社説
国民の前ではなく非公開の席で「申し訳ない」と述べた尹大統領【4月17日付社説】 韓国総選挙
尹錫悦(ユン・ソンニョル)大統領は16日、テレビでライブ中継された国務会議の冒頭「総選挙を通じて明らかになった民心をわれわれ全員が謙虚に受け入れ、より低い姿勢と柔軟な態度でさらに多くの意思疎通を図り、私から民心を傾聴していく」「国政の正しい方向性を定めこれを実践するため最善を尽くしたが、国民が体感できるほどの変化をもたらすには不十分だった」と述べた。これまでの国政に対する国民への謝罪とは言いがたい内容だ。そのような反論を意識したのか、後になって大統領室は尹大統領が非公開の国務会議で「大統領から国民の意向をしっかりとくみ取れず申し訳ない」と謝罪したと発表した。「申し訳ない」という謝罪の言葉を発したのは国民の前ではなく、自分たちだけが集まる席だった。なぜそのような形を取ったのか納得できない国民も多いだろう。
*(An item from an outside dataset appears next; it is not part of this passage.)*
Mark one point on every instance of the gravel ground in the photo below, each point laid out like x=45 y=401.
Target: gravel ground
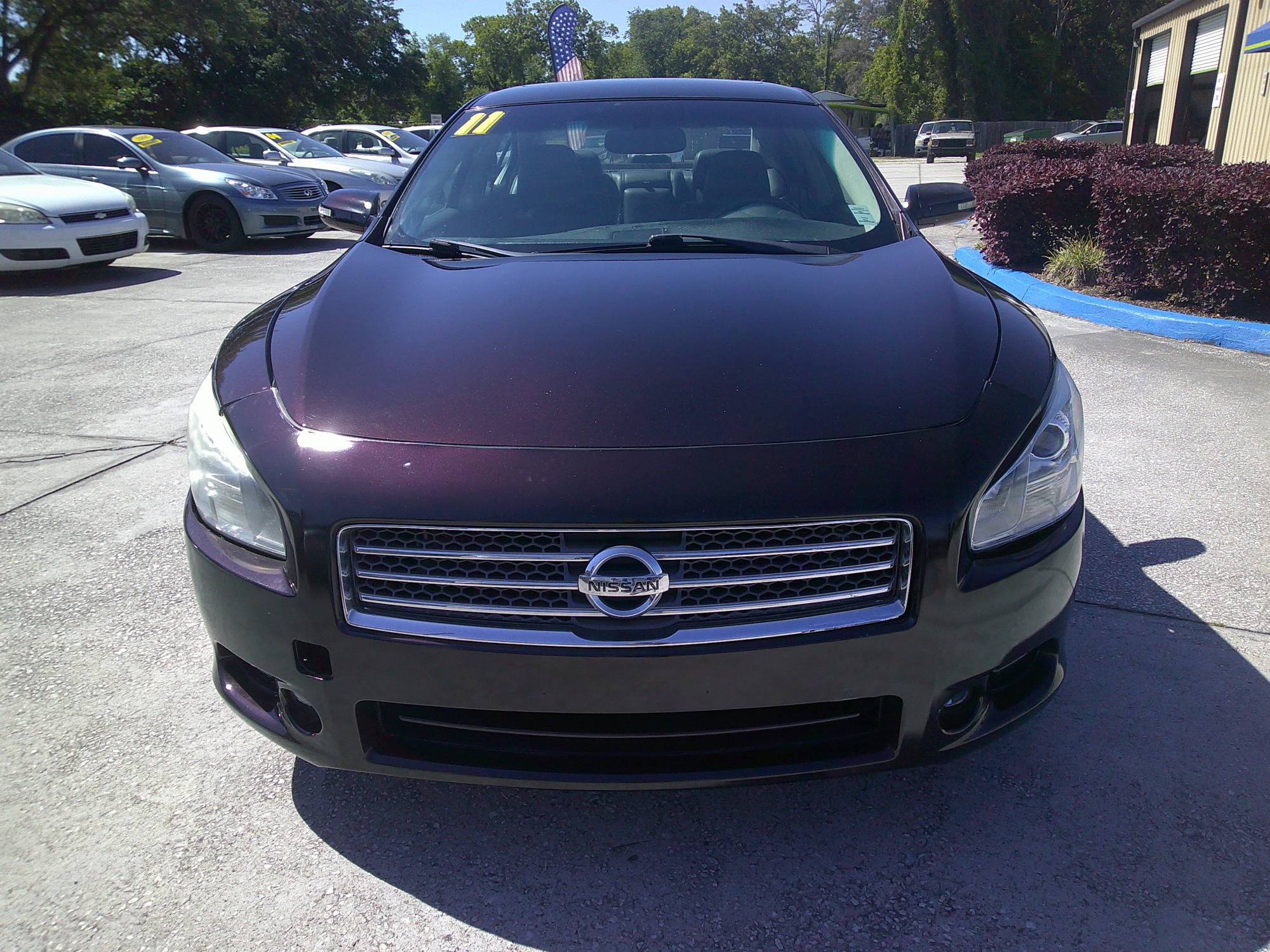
x=138 y=813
尹大統領は選挙での敗北の最も大きな原因とされている妻の金建希(キム・ゴンヒ)氏を巡る問題、海兵隊員死亡事件に対する自らの高飛車で独善的な態度、意思疎通不在といった問題には一切言及しなかった。これらの問題はそう遠くない時期に間違いなく懸案として浮上するだろう。つまりこれらの問題から逃れるすべはないということだ。このように国民が本当に聞きたい重要な問題について何も語らなかったことから、「意思疎通が足りないと認めたその発表内容が意思疎通不足だった」と批判されている。大学医学部定員増問題に端を発する医療空白についても何も語らなかった。「国会と緊密に協力する」と口にはしたが、野党との協議に関して具体的な内容は何も話さなかった。国会で絶対多数を確保した野党は「大統領は相変わらず『自分が正しい』と意地を張っている。これは野党を国政のパートナーとして認めたくないということだ」と批判した。
尹大統領に残された3年の任期は間違いなく険しい道になるだろう。最も重要な労働・年金・教育・規制改革などの課題は国民の支持と野党の協力なしには前に進めない。24回行われた民生討論会で提示した数々の政策も同様だ。野党は海兵隊員死亡事件捜査への外圧と金建希氏特別検事などで波状攻撃を予告している。与党内からも特別検事に賛成する意見が出ていることから、かつてのように一糸乱れず尹大統領の指示に従うことはないだろう。
尹大統領が今後の困難な道を突き進むには、自ら国民を説得し、野党の協力を引き出す以外に方法はない。傲慢(ごうまん)な態度や意思疎通不在から抜け出し、腰を低くして理解を求め、対話による政治を実行に移さねばならない。尹大統領は非公開の会議で「私から間違っていた」と述べたそうだが、これは本心でなければならない。総選挙に敗れても何も変わらないと国民が感じれば、その時点で国政の遂行は不可能になるだろう。